En astronomie, la perfection n’a pas résidence. La Terre n’est pas ronde, les ellipses ne sont pas régulières, et le temps est une variable qui s’étire ou se contracte. Les hommes ont bien tenté de discipliner ce joyeux carnaval mathématique, mais rien n’y fait : il ne saurait y avoir d’écoulement du temps qui soit éternellement le même, avec des jours, mois, et années fixes à travers les millénaires. Les tentatives de dompter les évolutions de cycles astronomiques en un carcan immuable sont donc vouées à l’échec. La vanité omnipotente de l’homme se fracasse sur une réalité cosmique qui lui échappera toujours. 

Un pont entre temps sidéral et conventionnel

Pour autant, cette réalité cosmique n’est pas celle de nos vies quotidiennes. L’univers se contemple à l’échelle du milliard d’années. Notre quotidien, à celle de l’heure.
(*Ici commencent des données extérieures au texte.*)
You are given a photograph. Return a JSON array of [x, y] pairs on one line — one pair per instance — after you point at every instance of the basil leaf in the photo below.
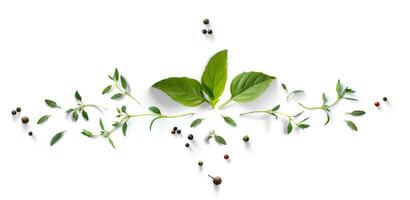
[[43, 119], [215, 75], [357, 113], [351, 125], [87, 133], [183, 90], [107, 89], [51, 103], [155, 110], [229, 121], [219, 139], [289, 127], [247, 86], [56, 138], [117, 96], [78, 96], [196, 122]]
Entre les deux, un vaste vide dans lequel les horlogers ont tenté de glisser, au forceps, un outil qui tâche de dresser un pont entre, d’une part, le temps sidéral et, d’autre part, le temps civilisationnel. Un pont bringuebalant, jamais parfaitement droit, rafistolé par autant d’empereurs que de mathématiciens, que l’on a appelé « calendrier ». Pas à une vanité près, certains l’ont dit « perpétuel ». Un oxymore par nature. Mais peu importe : ce « Quantième Perpétuel », ou QP, stimule les horlogers. Et il sert de base à la régulation de notre quotidien mécanique. 

Poésie mécanique

C’est probablement son caractère impossible à maîtriser qui rend le QP si fascinant. Il faut des prouesses d’ingénierie pour s’approcher au plus près d’un objectif que l’on sait viscéralement inatteignable. Mais qu’importe : l’exercice relève de la poésie. Personne n’a besoin d’une date juste jusqu’en 2100 ou 2400. La montre « perpétuelle » n’existe pas plus que le calendrier « perpétuel », mais ils entraînent les horlogers vers des sommets de complications d’une ingéniosité infinie. Des sommets dont beaucoup ont été gravis par Patek Philippe. 

Son affichage

Contrairement à une idée reçue, le QP n’est pas contraint d’afficher toutes les indications calendaires (jour, date, mois, années, années bissextiles). Mais celles qu’ils présentent doivent être justes. Un QP pourrait se limiter à afficher « mardi 5 », et non pas « mardi 5 février 2023, troisième année du cycle bissextile ». On ne demande pas au QP d’être exhaustif, mais d’être exact.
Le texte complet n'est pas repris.